19th August 2013 – Don’t you just hate it when you think you are writing really well and then you meet someone who smashes all your dreams apart.  Perhaps this has never happened to you before.  You are lucky then.  I am not!

The Emerging Writer, Writers diary, the heros journey

The Hero’s journey Diagram

This happened to me over the weekend.  I went to a meeting with the Writers of the Far South Coast.  I listened to the speaker talk of a heros journey and I started to sink in my seat, my shoulders folded in on themselves and I tried to hide.

I have heard all of this before, dont get me wrong.  I have listened to this talk probably 4 times before.  But something about yesterday struck  me.  I searched back through my novels 87 000 words, as I sat there.  I know it is all written quite well.  I know things happen during the novel.  I know there are events and they happen in a sequence.  I know there is conflict and tension and surpirse and love and all of that stuff.  What I don’t think – is that the story truly holds itself together.

In short – I am screwed.  As a piece all on its own, it would not hold together.  If I let it go sailing down a river, it would disolve.  If I pushed it out of the nest it would crumble.  If I stood it up on the bench, it would topple over.

The hero's journey, the emerging writer, emerging writers diary

Contemplating smashing computer apart…

I was thinking about making a cake.  About all the things that makes a cake taste good, butter, sugar, cream, walnuts, chocolate and coffee.  Yum.  But with no egg the cake is nothing – it won’t hold together, it won’t bind and it won’t rise slowly in the oven.  I have just made a big pile of nice tasting ingredients, sort of mixed together.

Do I start from scratch?

Is this where I am?

Do I stop everything and pull it apart and try to build it back together?

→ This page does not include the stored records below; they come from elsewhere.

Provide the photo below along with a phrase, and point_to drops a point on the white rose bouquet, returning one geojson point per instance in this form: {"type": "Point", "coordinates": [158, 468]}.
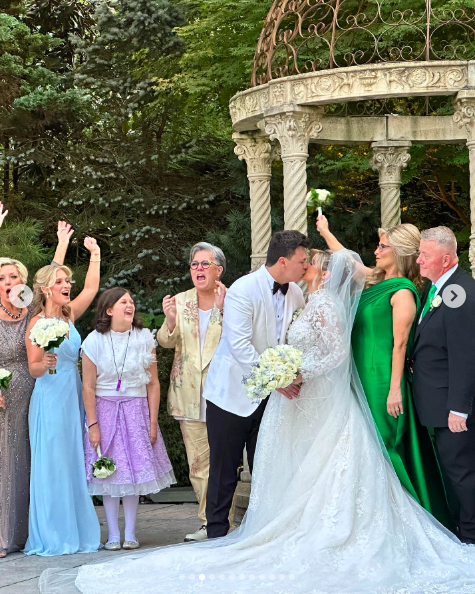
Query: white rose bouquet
{"type": "Point", "coordinates": [5, 379]}
{"type": "Point", "coordinates": [103, 467]}
{"type": "Point", "coordinates": [316, 199]}
{"type": "Point", "coordinates": [277, 368]}
{"type": "Point", "coordinates": [48, 334]}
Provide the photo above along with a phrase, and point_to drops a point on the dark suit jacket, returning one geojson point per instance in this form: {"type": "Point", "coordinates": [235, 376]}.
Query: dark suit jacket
{"type": "Point", "coordinates": [444, 357]}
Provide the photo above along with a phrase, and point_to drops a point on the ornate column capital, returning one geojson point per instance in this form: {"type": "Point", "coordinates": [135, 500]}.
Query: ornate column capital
{"type": "Point", "coordinates": [389, 159]}
{"type": "Point", "coordinates": [464, 115]}
{"type": "Point", "coordinates": [293, 128]}
{"type": "Point", "coordinates": [256, 149]}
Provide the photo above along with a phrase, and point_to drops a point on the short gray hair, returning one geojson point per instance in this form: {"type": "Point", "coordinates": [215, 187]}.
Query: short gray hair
{"type": "Point", "coordinates": [443, 236]}
{"type": "Point", "coordinates": [218, 254]}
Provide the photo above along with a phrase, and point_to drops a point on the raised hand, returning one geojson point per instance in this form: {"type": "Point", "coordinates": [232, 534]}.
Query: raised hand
{"type": "Point", "coordinates": [219, 295]}
{"type": "Point", "coordinates": [169, 309]}
{"type": "Point", "coordinates": [322, 224]}
{"type": "Point", "coordinates": [3, 214]}
{"type": "Point", "coordinates": [65, 232]}
{"type": "Point", "coordinates": [91, 245]}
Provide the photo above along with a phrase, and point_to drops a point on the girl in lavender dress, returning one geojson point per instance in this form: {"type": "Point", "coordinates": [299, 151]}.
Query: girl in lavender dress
{"type": "Point", "coordinates": [121, 395]}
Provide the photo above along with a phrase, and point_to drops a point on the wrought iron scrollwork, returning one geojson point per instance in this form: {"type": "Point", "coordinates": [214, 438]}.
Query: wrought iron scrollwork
{"type": "Point", "coordinates": [301, 36]}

I learnt the rules so that I could break them, but instead I just forgot they existed all together.  What an idiot.

You’re probably thinking…. Ummm Duuurrrhh!  What are you ten, that is so obvious.

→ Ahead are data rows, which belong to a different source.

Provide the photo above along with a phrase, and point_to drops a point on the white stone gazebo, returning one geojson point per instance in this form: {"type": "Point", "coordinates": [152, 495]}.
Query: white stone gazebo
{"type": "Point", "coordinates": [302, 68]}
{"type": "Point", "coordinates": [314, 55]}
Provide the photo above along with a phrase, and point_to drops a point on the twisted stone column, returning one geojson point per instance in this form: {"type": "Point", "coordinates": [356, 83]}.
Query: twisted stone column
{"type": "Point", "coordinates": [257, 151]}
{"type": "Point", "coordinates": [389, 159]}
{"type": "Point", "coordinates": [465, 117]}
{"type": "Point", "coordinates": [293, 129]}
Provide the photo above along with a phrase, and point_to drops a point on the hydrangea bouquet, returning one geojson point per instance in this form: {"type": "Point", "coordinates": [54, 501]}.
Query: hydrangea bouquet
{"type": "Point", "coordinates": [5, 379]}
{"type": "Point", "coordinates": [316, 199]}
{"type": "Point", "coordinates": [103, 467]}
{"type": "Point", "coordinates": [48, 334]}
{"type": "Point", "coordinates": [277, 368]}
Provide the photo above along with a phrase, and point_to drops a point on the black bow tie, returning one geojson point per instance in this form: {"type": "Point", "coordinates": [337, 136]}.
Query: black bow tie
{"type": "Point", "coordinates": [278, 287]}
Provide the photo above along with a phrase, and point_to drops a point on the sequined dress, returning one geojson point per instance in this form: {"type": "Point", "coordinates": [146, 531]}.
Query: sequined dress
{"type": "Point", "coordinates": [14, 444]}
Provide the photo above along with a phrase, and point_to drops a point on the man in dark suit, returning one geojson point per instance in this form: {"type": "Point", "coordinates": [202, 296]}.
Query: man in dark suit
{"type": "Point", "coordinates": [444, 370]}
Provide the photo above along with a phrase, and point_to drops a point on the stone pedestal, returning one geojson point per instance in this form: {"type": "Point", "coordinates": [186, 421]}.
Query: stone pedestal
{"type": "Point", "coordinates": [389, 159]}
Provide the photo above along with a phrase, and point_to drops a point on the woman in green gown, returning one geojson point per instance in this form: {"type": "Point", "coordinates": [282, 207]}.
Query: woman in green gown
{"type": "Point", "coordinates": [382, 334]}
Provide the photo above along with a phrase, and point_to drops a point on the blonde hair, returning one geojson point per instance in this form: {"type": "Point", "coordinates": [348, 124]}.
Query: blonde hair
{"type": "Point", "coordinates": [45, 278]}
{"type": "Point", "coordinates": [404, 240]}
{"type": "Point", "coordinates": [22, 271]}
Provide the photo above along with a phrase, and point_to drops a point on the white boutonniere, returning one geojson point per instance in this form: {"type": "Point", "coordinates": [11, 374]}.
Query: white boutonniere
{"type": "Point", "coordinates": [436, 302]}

I guess I just – well I thought the world I created would be interesting enough, the characters so intriguing and cute, the writing would be so great that it would just – Work.

I think I have to start again.  From Scratch.

Please, if you have ever gotten almost finished and then realised that you have not even started, please let me know.  I need to know I am not the only crazy idiot out there.  How many times have you re written your novel from scratch??  Call me.

 

Getting to Know my Strengths and Weaknesses

REALISING WHERE I AM NOW – TO HELP PLAN THE FUTURE 

It is coming up to the end of my first year as a writer.  I am starting to make new plans for the next year.  I am collecting all the memories of this past year together and seeing for the first time just how far I have come.  Stopping and reflecting like this, is such a great opportunity to stand back and see your work for the great achievement that it is.  I am now starting to make plans for my next year ahead; more reasonable, more realistic plans.  I am looking at where I am now to help plan where I want to be heading.  I am looking at where I am failing behind, to better see the areas of my practice that need attention.  I am realising the skills I have learnt, so that I may give myself a moment of recognition and congratulations before plunging in, head first, to a second uncharted year of writing.  Here is what happened and why I really should not have posted it.

STRENGTHS AS A WRITER

1 – Optimistic & Hopeful

I am very good a remaining optimistic that things will eventually go my way.  Perhaps this because, if I stick with something for long enough, it does.   I am young enough to not yet be able to quantify how far ahead of a future I have.  Perhaps on my thirtieth birthday all of this optimism and hope with fall away and leave me as bone.  But for now, this might be my most promising strength.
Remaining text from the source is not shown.